Indeed, Akhmed Zakayev, the leader of Chechen nationalists in the emigration, told Reuters yesterday that he knew Vadalov “well” from their common struggle for an independent Chechnya, was in “regular contact” with him, and knew that Vadalov is “an ally in the moderate wing with no links to Islamist groups” (in.reuters.com/article/idINIndia-50606820100803).
To the extent that is true, it may help to explain why Umarov reversed himself yesterday. Indeed, Zakayev’s interview may have played a role on that. Indeed, Umarov’s radicalism, as Zakayev pointed out, “was used [by Moscow] to convince the West that Russia is facing the same problems there as in Afghanistan, Iraq and other parts of the world.”
If Vadalov in fact is animated more by Chechen nationalism than by Islamist radicalism, that would create a serious problem for Moscow because many human rights activists in the West have been far more supportive of Chechen nationalism, especially given Moscow’s and Ramzan Kadyrov’s brutality, than they have been regarding the Islamist movement there.
And consequently, Western groups that supported Chechen independence in the past or at least insisted that Moscow resolve the conflict there through negotiations are likely to be re-energized by the latest Umarov reversal precisely because it appears to confirm the continued importance of ethno-nationalism in Chechnya and elsewhere in the North Caucasus.
At the same time, Umarov’s change of heart may undermine any unity of Islamist elements there. According to Abdulla Ismatulov, the head of the SK Strategy Research Center, Umarov was forced into backtracking by the leaders of the Kabardino-Balkaria subdivision of the Emirate who appear to distrust Vadalov (www.kavkaz-uzel.ru/articles/172570/).
In addition, such Islamist elements among the militants, Ismatulov continued, “need Umarov as a brand which they can use to ask their sponsors” among radical Islamist groups abroad for funding. “No one knows the militant Vadalov,” he continued, but the current supporters of the Emirate “will give money to the well-known [Umarov].”
Another close observer of the North Caucasus, journalist Bakhtiar Akhmedkhanov suggests that Umarov may have acted as he did either because of differences of opinion among his backers or because “of an internal conflict in the Chechen segment of the resistance,” a segment that was unhappy with ideology and his attacks on the civilian population.
According to Akhmedkhanov, “Umarov never enjoyed popularity among the Ichkeria militants.” That is because, he continued, “for the peoples of the Caucasus, the national idea always was stronger than the religious one,” adding that he is “certain” that “the Emirate of the Caucasus is a product of the Russian special services and is fated to disintegrate.”
Not only do members of these services have a vested interest in promoting the notion that the entire North Caucasus resistance is Islamist in order to quiet Western criticism of Moscow’s policies there, but they are also interested in extending the conflict because it provides them with “uncontrolled access to resources” and gains them promotion in the organs.
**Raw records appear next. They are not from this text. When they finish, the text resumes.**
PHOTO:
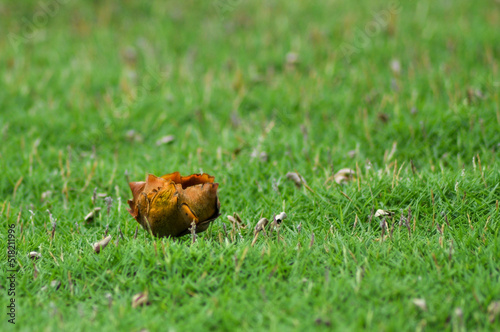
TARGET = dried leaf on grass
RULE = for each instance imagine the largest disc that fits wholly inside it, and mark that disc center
(167, 205)
(382, 213)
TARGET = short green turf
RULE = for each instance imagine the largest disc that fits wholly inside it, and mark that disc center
(405, 94)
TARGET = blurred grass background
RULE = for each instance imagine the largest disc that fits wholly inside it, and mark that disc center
(252, 90)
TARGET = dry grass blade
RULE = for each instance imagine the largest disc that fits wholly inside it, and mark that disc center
(92, 214)
(140, 299)
(100, 245)
(296, 178)
(344, 175)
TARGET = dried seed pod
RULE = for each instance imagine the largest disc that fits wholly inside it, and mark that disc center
(420, 303)
(165, 140)
(232, 220)
(100, 245)
(55, 284)
(34, 255)
(381, 213)
(92, 214)
(280, 217)
(140, 299)
(239, 220)
(261, 225)
(344, 175)
(296, 178)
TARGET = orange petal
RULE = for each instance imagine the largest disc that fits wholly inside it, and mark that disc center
(190, 180)
(154, 182)
(137, 188)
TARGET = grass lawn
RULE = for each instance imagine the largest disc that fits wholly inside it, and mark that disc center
(406, 94)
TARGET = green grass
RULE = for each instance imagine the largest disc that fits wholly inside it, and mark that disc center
(215, 75)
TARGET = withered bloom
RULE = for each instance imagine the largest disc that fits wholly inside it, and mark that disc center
(168, 205)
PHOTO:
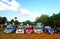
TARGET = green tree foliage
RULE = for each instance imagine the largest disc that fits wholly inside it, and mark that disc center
(27, 22)
(43, 19)
(16, 22)
(3, 20)
(12, 21)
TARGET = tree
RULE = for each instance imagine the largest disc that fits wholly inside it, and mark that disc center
(3, 20)
(43, 19)
(12, 21)
(15, 18)
(27, 22)
(16, 22)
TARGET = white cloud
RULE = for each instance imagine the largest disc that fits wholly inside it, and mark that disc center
(11, 6)
(5, 5)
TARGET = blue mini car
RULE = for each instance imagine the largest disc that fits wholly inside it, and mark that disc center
(48, 29)
(9, 29)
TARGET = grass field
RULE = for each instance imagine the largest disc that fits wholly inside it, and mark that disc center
(29, 36)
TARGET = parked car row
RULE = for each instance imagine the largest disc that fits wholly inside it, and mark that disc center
(30, 29)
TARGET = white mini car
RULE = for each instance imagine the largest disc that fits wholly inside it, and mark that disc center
(38, 30)
(20, 30)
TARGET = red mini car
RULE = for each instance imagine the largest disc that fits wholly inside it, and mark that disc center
(29, 30)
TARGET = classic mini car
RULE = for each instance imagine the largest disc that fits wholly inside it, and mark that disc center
(9, 29)
(38, 30)
(20, 29)
(48, 29)
(57, 29)
(29, 30)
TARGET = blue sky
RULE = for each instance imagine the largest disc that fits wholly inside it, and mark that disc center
(28, 9)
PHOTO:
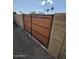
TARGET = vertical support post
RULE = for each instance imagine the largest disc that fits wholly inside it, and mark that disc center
(23, 22)
(31, 25)
(50, 29)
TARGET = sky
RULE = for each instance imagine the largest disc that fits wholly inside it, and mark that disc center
(27, 6)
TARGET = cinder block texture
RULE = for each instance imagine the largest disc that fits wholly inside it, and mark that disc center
(57, 34)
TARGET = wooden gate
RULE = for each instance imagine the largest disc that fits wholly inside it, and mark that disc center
(39, 26)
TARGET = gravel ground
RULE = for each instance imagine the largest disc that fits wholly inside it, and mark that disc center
(24, 47)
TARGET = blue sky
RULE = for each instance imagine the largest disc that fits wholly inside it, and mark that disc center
(26, 6)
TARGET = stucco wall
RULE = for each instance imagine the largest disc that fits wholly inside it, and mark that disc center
(57, 34)
(19, 20)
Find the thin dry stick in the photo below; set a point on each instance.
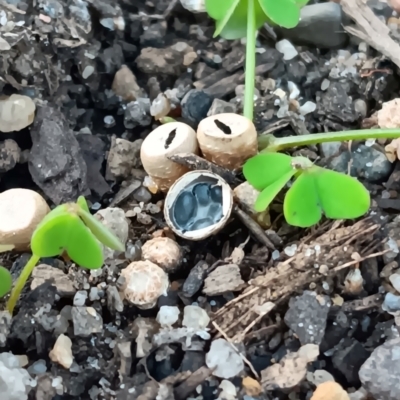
(350, 263)
(245, 360)
(370, 29)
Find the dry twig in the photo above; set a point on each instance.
(333, 248)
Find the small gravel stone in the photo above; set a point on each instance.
(94, 294)
(223, 279)
(325, 84)
(123, 157)
(62, 352)
(114, 219)
(330, 149)
(125, 85)
(287, 49)
(219, 106)
(378, 169)
(46, 273)
(86, 321)
(195, 317)
(15, 382)
(320, 26)
(195, 279)
(395, 281)
(160, 107)
(348, 358)
(80, 298)
(137, 113)
(224, 359)
(38, 367)
(9, 155)
(142, 194)
(307, 108)
(307, 316)
(195, 105)
(319, 376)
(391, 303)
(168, 315)
(114, 301)
(380, 373)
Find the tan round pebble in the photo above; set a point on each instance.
(164, 252)
(145, 282)
(21, 210)
(330, 391)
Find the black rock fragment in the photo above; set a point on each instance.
(56, 162)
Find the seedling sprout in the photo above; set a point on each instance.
(315, 191)
(236, 19)
(5, 281)
(71, 229)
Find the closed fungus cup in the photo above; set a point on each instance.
(145, 282)
(227, 140)
(198, 205)
(164, 252)
(21, 210)
(166, 140)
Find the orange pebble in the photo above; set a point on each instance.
(330, 391)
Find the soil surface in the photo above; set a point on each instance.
(256, 311)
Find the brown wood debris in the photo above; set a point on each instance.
(334, 247)
(370, 29)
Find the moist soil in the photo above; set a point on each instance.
(323, 286)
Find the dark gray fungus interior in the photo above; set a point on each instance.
(198, 206)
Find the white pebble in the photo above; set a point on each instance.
(307, 108)
(87, 71)
(167, 315)
(290, 251)
(287, 49)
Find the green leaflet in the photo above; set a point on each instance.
(64, 231)
(341, 196)
(301, 205)
(219, 9)
(320, 190)
(102, 233)
(270, 192)
(5, 281)
(263, 170)
(50, 237)
(236, 26)
(285, 13)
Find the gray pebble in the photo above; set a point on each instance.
(368, 163)
(307, 317)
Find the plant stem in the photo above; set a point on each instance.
(250, 61)
(270, 143)
(25, 274)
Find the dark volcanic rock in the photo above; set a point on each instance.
(56, 163)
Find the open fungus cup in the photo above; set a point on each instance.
(166, 140)
(198, 205)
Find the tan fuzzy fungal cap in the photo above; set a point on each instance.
(145, 283)
(164, 252)
(227, 139)
(21, 210)
(330, 391)
(164, 141)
Aleksey Malashenko, an expert on the Caucasus at the Moscow Carnegie Center, put what is taking place in an even broader context. According to him, “the Chechen militants are disappointed in a commander who speaks [all the time] for a universal jihad” rather than for the achievement of their specific national goals.
“This is,” the Moscow expert says, “a little like what is taking place in Afghanistan. There too one can see this opposition between the universalists who call for struggle with the infidel in the entire world and the nationalists who are satisfied with the establishment of their own orders in their own countries.”